Almost all of the Amish children here in central Illinois attend Amish
run schools. The Arthur area has fourteen parochial schools and five
special education for the Amish children. In our rural area we still
have some Amish families that will send their children to the local public
schools. The Amish schools around the central Illinois area are
usually one or two room rural schools and they are staffed with their own
teachers. These teachers are usually Amish men or women who have
completed eighth grade.
Amish children start school at the age of six and attend elementary
school through their eighth grade. The Amish children walk, ride
bicycles, or drive a horse and buggy to school. Each school is
overseen by trustees to make up a board and records are kept for state
inspection. The Amish schools are funded by the church districts.
The school building have wood or gas stoves and no electricity. The
Amish schools are built to use natural lighting.

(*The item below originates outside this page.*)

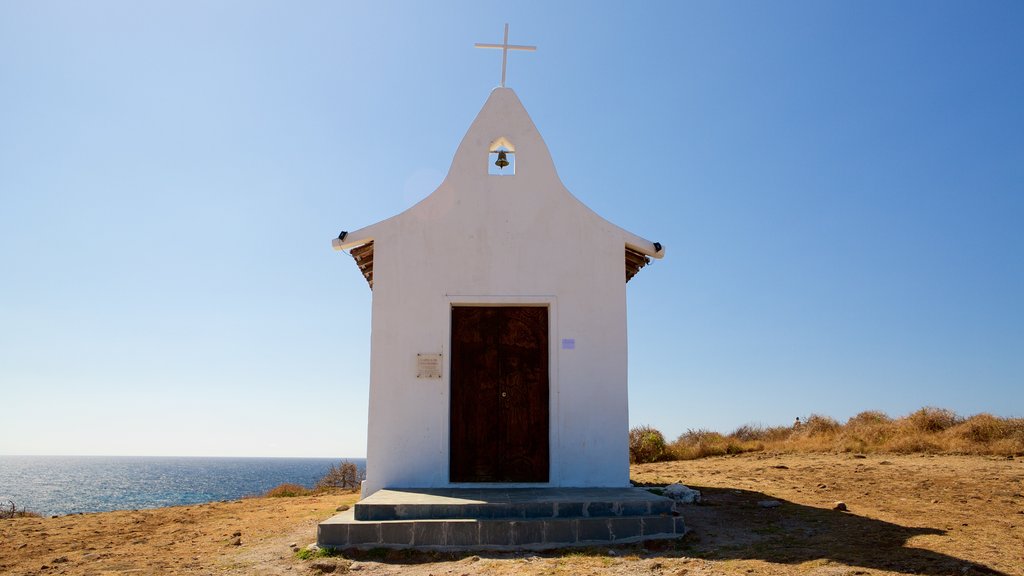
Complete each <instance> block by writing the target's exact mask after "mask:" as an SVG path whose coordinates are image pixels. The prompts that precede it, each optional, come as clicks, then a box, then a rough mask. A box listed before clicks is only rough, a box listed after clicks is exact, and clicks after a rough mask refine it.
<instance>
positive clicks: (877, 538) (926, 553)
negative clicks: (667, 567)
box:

In school the Amish children learn English, reading, spelling, and
penmanship. In arithmetic the Amish are taught addition,
subtraction, multiplication, decimals, division, and weights and
measurements to use in everyday life. All books that are used in the
Amish schools are selected by the trustees.
Amish schools stress community and accuracy rather than speed.
Also, honesty, love, and cooperation are regarded highly by the Amish in
education. The older Amish children help out the younger children in
the shared classrooms. Amish families in the school district rotate
preparing a hot lunch for the students. If a major expense arises the Amish
school raises money by holding a auction or bake sale where all the Amish
families in the district contribute.
Most of the Amish children look forward to leaving school and starting on
their chosen careers. Work is usually waiting for them at home on the
farm. The Amish boys are expected to help with farming or to
contribute in the wood working shops. The Amish girls learn hot to
manage other younger children and contribute around the household.